Hi all,
I am seeing flaky Python tests time to time and if I am not mistaken mostly
in amp-jenkins-worker-05:
======================================================================
ERROR: test_filtered_frame (pyspark.sql.tests.ArrowTests)
----------------------------------------------------------------------
Traceback (most recent call last):
File
"/home/anaconda/envs/py3k/lib/python3.4/site-packages/pandas/__init__.py",
line 25, in <module>
from pandas import hashtable, tslib, lib
ImportError: cannot import name 'hashtable'
During handling of the above exception, another exception occurred:
Traceback (most recent call last):
File
"/home/jenkins/workspace/SparkPullRequestBuilder/python/pyspark/sql/tests.py",
line 3057, in test_filtered_frame
pdf = df.filter("i < 0").toPandas()
File
"/home/jenkins/workspace/SparkPullRequestBuilder/python/pyspark/sql/dataframe.py",
line 1727, in toPandas
import pandas as pd
File
"/home/anaconda/envs/py3k/lib/python3.4/site-packages/pandas/__init__.py",
line 31, in <module>
"the C extensions first.".format(module))
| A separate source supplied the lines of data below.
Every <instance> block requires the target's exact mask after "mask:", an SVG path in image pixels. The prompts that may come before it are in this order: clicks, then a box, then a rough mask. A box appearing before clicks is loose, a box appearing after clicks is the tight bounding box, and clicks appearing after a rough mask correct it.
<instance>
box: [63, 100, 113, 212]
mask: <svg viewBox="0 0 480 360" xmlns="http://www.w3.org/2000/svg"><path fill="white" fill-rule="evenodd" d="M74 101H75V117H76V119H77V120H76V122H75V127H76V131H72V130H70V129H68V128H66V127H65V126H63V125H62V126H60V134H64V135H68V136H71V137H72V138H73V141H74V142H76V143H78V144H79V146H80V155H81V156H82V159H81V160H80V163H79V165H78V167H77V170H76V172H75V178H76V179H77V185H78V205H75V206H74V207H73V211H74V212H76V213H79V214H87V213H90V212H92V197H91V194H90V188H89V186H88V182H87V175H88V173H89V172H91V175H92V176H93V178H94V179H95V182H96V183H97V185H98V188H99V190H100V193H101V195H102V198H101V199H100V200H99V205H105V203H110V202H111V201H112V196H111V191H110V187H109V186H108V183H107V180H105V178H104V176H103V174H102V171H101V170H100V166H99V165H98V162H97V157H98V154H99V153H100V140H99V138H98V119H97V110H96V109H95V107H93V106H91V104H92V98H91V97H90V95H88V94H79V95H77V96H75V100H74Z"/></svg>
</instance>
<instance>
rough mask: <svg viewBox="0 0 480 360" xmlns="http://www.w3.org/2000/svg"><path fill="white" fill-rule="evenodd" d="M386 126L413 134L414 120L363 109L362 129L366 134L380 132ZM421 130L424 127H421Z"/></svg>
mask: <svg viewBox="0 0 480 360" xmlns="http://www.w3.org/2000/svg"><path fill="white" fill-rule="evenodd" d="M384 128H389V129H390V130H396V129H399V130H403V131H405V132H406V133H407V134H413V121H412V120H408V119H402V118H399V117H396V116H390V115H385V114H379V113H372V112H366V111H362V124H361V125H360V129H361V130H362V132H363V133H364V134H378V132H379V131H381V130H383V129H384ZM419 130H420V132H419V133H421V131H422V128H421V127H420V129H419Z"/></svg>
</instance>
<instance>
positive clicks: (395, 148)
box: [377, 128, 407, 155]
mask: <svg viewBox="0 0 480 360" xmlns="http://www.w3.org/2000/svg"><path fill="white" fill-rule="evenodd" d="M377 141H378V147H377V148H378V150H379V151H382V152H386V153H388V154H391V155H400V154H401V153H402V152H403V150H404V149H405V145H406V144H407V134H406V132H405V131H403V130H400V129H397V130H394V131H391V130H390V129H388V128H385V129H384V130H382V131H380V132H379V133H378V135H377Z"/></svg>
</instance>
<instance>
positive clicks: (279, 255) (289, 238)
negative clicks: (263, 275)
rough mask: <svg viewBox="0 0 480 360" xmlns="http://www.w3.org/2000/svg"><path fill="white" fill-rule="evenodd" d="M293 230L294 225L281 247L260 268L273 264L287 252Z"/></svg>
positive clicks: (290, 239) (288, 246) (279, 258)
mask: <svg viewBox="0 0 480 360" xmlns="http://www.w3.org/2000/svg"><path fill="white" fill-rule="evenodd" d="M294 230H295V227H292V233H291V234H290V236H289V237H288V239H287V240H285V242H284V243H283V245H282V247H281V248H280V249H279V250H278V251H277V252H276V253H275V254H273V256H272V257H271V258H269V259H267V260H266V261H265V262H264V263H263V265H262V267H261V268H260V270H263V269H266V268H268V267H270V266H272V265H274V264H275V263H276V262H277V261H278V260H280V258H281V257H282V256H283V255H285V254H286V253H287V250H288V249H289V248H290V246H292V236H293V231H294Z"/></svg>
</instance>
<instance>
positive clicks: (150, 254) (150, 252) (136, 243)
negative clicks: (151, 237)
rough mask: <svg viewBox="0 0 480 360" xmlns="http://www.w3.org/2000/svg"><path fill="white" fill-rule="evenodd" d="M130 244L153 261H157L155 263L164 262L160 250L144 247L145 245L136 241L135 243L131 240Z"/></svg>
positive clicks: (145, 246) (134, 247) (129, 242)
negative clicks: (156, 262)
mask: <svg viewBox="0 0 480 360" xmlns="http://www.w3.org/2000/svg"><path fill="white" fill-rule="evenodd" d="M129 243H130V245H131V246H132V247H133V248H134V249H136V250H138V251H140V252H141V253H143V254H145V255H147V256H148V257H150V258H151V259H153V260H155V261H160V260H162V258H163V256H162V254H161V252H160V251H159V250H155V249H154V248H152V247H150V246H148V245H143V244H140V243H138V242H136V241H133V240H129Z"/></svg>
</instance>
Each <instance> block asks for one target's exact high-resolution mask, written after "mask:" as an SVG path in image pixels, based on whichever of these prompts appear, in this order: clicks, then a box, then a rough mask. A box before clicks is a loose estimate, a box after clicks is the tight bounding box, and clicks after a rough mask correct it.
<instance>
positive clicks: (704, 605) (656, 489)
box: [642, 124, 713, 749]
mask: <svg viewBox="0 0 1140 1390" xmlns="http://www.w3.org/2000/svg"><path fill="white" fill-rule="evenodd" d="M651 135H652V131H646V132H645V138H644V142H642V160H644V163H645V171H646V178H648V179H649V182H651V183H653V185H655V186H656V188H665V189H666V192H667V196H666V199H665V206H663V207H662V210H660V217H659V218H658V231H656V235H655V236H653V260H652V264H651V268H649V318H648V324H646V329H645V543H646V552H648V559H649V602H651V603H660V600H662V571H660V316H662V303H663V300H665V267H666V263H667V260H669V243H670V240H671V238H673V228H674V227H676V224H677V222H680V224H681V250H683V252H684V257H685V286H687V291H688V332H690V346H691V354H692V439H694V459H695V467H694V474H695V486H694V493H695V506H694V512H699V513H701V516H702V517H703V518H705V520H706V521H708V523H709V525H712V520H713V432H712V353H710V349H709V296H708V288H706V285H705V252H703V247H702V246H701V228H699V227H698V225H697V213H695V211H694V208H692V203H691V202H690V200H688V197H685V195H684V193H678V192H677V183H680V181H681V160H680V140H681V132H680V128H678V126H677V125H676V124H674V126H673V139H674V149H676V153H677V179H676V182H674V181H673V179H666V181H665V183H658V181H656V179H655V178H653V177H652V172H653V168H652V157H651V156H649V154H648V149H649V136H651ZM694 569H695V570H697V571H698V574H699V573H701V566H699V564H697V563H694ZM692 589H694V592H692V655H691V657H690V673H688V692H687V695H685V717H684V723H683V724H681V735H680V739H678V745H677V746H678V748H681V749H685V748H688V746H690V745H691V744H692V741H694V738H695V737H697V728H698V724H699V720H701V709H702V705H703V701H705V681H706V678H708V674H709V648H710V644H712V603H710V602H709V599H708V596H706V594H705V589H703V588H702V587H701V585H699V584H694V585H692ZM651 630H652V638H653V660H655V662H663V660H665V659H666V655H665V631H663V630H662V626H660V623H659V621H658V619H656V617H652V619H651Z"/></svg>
ImportError: C extension: 'hashtable' not built. If you want to import
pandas from the source directory, you may need to run 'python setup.py
build_ext --inplace --force' to build the C extensions first.
======================================================================
ERROR: test_null_conversion (pyspark.sql.tests.ArrowTests)
----------------------------------------------------------------------
...
======================================================================
ERROR: test_pandas_round_trip (pyspark.sql.tests.ArrowTests)
----------------------------------------------------------------------
...
======================================================================
ERROR: test_toPandas_arrow_toggle (pyspark.sql.tests.ArrowTests)
----------------------------------------------------------------------
...
I sounds environment problem apparently due to missing hashtable (which I
believe should have been compiled and importable properly).
I suspect few possibilities such as a bug somewhere or unsuccessful manual
build from Pandas source but I am unable to reproduce this and check this.
So, yes. This is rather my guess.
Does anyone know if this is an environment problem and how to fix this?